Noch gravierender sind die Kostensteigerungen bei der Baureifmachung. Hauptproblem war hier bekanntlich, dass der Boden vor einigen mit sogenannten „Waschbergen“, einem Nebenprodukt aus dem Bergbau, verfüllt wurde, weil dies damals günstiger war. Deshalb muss die Gründung eines neuen Gebäudes in einer Art Pfahlbauweise erfolgen, mit Hilfe sogenannter „Rüttelstopfsäulen“. Hier musste die Gebag die Kosten inzwischen erheblich nach oben korrigieren. Denn der Boden ist wohl noch schlechter für ein großes Bauvorhaben geeignet als ursprünglich gedacht. Außerdem sind die Preise der beteiligten Firmen wohl deutlich gestiegen. Die Gebag geht von einer Preissteigerung von 2017 nach 2020 von rund 30 Prozent aus. Das alles führt dazu, dass die Baureifmachung nun mit 7,8 Millionen statt der bisher kalkulierten 3,5 Millionen Euro zu Buche schlagen würde. In der Summe würden die Kosten daher von 5,9 Millionen auf 11,63 Millionen Euro steigen. In Gesprächen mit den Projektentwicklern sucht die Fachleute der Stadtverwaltung nun gemeinsam nach Lösungen, um das Vorhaben doch noch umsetzen zu können.
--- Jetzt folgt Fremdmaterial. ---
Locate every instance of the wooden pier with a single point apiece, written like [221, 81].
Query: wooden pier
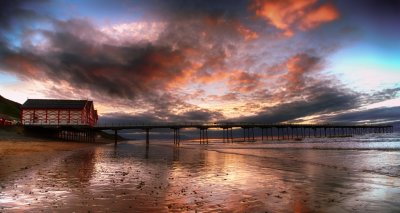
[268, 131]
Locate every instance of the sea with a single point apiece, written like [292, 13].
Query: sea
[346, 174]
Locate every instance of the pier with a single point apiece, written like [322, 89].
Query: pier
[268, 131]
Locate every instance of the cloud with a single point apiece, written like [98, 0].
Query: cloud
[244, 82]
[377, 115]
[287, 14]
[298, 67]
[320, 101]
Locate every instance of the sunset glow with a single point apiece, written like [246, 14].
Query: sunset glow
[167, 61]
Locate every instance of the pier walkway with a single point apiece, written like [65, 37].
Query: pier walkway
[268, 131]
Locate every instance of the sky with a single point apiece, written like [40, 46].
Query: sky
[267, 61]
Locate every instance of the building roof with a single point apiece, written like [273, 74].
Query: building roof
[54, 104]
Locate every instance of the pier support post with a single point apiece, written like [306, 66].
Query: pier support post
[147, 137]
[115, 137]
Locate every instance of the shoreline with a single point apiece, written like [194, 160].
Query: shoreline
[21, 153]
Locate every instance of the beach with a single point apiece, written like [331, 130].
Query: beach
[284, 176]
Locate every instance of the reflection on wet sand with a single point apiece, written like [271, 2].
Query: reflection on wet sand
[162, 177]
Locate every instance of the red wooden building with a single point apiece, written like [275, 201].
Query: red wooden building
[58, 112]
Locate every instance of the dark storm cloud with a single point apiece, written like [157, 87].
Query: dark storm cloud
[122, 71]
[324, 99]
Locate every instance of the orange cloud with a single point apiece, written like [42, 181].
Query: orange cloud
[247, 34]
[244, 82]
[287, 14]
[298, 66]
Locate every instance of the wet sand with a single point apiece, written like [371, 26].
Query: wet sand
[19, 152]
[215, 178]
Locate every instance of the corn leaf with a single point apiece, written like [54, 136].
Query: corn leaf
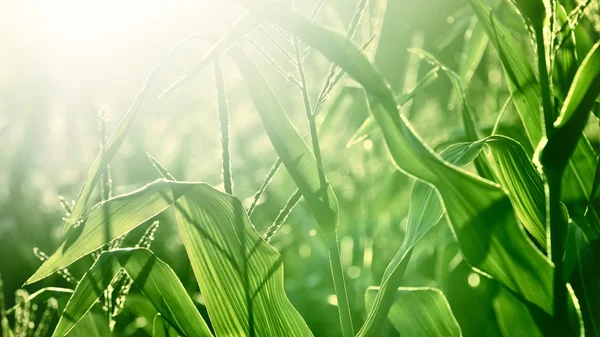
[555, 152]
[154, 277]
[526, 96]
[240, 276]
[420, 312]
[240, 28]
[162, 328]
[291, 148]
[479, 212]
[119, 215]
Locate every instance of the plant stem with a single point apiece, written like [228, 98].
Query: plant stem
[334, 253]
[556, 225]
[548, 112]
[224, 123]
[339, 283]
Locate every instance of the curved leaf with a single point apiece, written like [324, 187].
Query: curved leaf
[291, 148]
[240, 275]
[154, 277]
[420, 312]
[479, 212]
[161, 328]
[239, 29]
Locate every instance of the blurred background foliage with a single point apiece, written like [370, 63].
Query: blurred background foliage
[64, 64]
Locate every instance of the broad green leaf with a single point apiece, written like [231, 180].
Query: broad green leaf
[291, 148]
[424, 212]
[479, 211]
[584, 84]
[514, 318]
[369, 124]
[565, 58]
[420, 312]
[534, 11]
[91, 325]
[519, 178]
[527, 98]
[240, 28]
[240, 275]
[119, 215]
[304, 169]
[555, 152]
[476, 42]
[481, 163]
[581, 263]
[154, 277]
[162, 328]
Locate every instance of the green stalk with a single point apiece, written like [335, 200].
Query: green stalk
[334, 255]
[548, 112]
[224, 124]
[339, 283]
[556, 225]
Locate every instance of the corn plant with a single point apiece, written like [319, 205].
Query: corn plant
[522, 213]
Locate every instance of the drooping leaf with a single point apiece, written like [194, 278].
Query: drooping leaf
[162, 328]
[240, 276]
[240, 28]
[499, 247]
[527, 98]
[582, 258]
[369, 125]
[291, 148]
[119, 215]
[420, 312]
[304, 169]
[154, 277]
[555, 152]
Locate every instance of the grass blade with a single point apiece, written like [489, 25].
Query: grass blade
[154, 277]
[420, 312]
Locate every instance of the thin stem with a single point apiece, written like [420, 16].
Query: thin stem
[264, 185]
[282, 216]
[224, 124]
[339, 283]
[334, 254]
[311, 118]
[544, 84]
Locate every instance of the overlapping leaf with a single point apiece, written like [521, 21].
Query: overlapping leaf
[480, 213]
[240, 28]
[291, 148]
[420, 312]
[154, 277]
[579, 175]
[240, 276]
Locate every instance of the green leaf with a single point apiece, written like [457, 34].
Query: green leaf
[108, 221]
[584, 85]
[369, 125]
[154, 277]
[555, 152]
[479, 212]
[240, 275]
[162, 328]
[424, 212]
[527, 98]
[291, 148]
[240, 28]
[420, 312]
[581, 262]
[476, 42]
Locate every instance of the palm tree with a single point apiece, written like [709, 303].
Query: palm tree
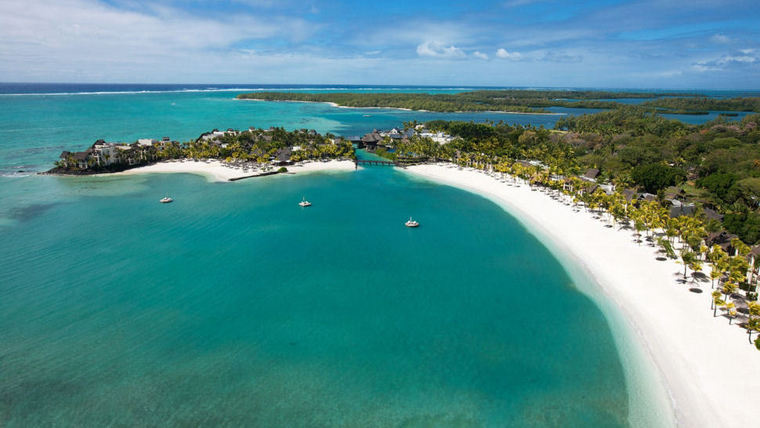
[716, 302]
[730, 311]
[688, 259]
[752, 318]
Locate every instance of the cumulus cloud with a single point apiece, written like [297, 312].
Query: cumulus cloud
[438, 50]
[505, 54]
[740, 59]
[552, 56]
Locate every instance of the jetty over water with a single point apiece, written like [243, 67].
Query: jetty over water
[402, 162]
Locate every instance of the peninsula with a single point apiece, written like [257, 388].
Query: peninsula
[516, 101]
[223, 155]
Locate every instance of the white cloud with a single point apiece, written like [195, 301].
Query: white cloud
[720, 38]
[505, 54]
[742, 59]
[438, 50]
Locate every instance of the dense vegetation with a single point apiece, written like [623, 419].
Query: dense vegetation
[714, 166]
[253, 146]
[526, 101]
[262, 145]
[704, 104]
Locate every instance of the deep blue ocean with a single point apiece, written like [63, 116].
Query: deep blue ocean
[233, 306]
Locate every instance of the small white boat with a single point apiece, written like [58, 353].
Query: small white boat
[411, 223]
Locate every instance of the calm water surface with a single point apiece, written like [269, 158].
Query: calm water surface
[234, 306]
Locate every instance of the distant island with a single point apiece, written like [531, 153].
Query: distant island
[517, 101]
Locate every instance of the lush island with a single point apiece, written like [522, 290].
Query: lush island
[270, 147]
[521, 101]
[711, 171]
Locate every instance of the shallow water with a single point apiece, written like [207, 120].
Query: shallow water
[235, 306]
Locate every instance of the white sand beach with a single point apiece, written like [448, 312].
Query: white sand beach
[708, 368]
[216, 170]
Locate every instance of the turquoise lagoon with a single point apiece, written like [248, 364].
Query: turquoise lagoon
[234, 306]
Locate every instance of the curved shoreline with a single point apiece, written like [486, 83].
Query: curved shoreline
[664, 331]
[215, 170]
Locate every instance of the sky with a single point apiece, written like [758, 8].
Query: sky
[679, 44]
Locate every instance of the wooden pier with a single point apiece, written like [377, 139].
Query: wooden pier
[402, 162]
[374, 162]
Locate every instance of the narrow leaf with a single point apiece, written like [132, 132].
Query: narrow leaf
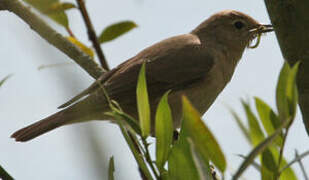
[44, 7]
[282, 104]
[257, 150]
[138, 157]
[164, 131]
[5, 79]
[181, 165]
[202, 165]
[143, 102]
[111, 169]
[115, 30]
[201, 136]
[242, 127]
[83, 47]
[268, 118]
[255, 130]
[291, 91]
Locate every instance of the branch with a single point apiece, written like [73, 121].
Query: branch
[291, 24]
[5, 175]
[91, 34]
[297, 159]
[51, 36]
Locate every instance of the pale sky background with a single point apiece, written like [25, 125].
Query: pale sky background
[66, 153]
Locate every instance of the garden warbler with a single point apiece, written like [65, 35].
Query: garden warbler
[198, 64]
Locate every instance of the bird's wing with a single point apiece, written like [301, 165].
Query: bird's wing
[170, 64]
[91, 88]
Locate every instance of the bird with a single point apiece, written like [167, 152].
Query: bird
[198, 65]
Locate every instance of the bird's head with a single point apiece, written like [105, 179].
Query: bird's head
[232, 28]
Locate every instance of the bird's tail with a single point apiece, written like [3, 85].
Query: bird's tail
[43, 126]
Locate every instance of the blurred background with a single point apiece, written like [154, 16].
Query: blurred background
[82, 151]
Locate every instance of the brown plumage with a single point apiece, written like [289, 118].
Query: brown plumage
[198, 65]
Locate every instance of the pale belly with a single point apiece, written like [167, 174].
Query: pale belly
[202, 94]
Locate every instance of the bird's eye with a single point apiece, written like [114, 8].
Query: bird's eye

Ursprünglich sollte an dieser Stelle mit dem „Eurogate“ ja sogar der krönende Abschluss der Innenhafen-Bebauung entstehen. Die Rede ist unter anderem von „alternativen Gründungen“ anstelle von Bodenverbesserungsmaßnahmen.

Die Stadtverwaltung schlägt nun vor, sich mit dem Investor dahingehend zu verständigen, dass er erst das Grundstück kauft und dann die Baureifmachung in Eigenregie übernimmt. Sollte dies nicht gelingen, sei auch ein Abbruch des Projekts denkbar. Die Kosten für die Kampfmittelsondierung sollten verteilt werden. Der Investor, so heißt es in einer entsprechenden Vorlage für den Rat, habe sich aktuell „nochmal deutlich zum Projekt bekannt und erklärt, dass er auch aktiv an einer gemeinsamen Lösung mitwirken will“. So lange laufen die Kosten weiter: Bauzaun, Unterhaltung und Verkehrssicherung sind von Juni bis Dezember 2019 mit 300.000 Euro veranschlagt.